Mr Brown met the Pope on Thursday
Gordon Brown has invited the Pope to visit Britain, after a meeting with the pontiff at the Vatican.
The prime minister - son of a Church of Scotland minister - told Pope Benedict XVI he would be welcomed by millions.
His predecessor John Paul II made a six-day trip to Britain in 1982, which included visits to London, Canterbury, Edinburgh, Glasgow and Cardiff.
Number 10 said the Vatican had welcomed the invitation and it was "under consideration".
Mr Brown visited the Vatican on Thursday and said he had discussed the need to help poor countries during the economic crisis.
The Vatican said they had a "cordial" private conversation about the financial crisis "and the duty to pursue initiatives benefiting the less developed countries".
Mr Brown said he had invited Pope Benedict XVI to visit the UK as soon as he wanted.
"I said that many millions of people would not only welcome his visit but that it would be a great moment for our whole country," he said.

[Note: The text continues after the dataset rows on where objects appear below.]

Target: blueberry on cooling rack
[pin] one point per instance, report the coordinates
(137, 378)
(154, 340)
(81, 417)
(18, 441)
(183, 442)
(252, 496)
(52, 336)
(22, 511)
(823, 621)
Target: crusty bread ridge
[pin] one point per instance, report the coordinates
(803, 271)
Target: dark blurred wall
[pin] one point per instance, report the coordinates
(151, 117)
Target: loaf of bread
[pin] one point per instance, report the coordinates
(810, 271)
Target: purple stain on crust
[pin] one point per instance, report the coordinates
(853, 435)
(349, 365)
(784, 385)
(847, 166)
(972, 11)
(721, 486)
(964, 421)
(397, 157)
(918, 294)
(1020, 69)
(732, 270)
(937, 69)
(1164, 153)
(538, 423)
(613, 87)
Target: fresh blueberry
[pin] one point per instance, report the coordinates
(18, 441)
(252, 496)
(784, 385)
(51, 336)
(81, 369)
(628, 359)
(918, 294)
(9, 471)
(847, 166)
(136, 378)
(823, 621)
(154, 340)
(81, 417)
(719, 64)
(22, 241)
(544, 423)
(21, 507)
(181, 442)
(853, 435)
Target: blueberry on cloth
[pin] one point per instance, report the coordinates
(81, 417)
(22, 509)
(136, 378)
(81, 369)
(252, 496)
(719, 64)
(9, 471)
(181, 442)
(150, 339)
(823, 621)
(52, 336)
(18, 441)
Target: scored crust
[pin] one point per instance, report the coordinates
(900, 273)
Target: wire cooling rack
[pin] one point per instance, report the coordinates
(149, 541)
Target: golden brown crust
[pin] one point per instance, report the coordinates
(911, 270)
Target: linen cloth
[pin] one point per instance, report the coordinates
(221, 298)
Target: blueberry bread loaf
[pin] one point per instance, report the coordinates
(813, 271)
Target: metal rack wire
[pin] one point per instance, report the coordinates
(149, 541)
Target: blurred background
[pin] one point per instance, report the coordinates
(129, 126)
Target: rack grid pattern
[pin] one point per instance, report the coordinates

It has been reported Mr Brown suggested a visit could coincide with the beatification of Cardinal John Henry Newman - a famous British convert to Catholicism, who died in 1890 - expected within the next two years.
Vatican spokesman Federico Lombardi told the AFP news agency: "The Holy Father received the invitation from the British prime minister and he welcomed it with great attention.
"We have not yet accepted this invitation, which will be taken into serious consideration."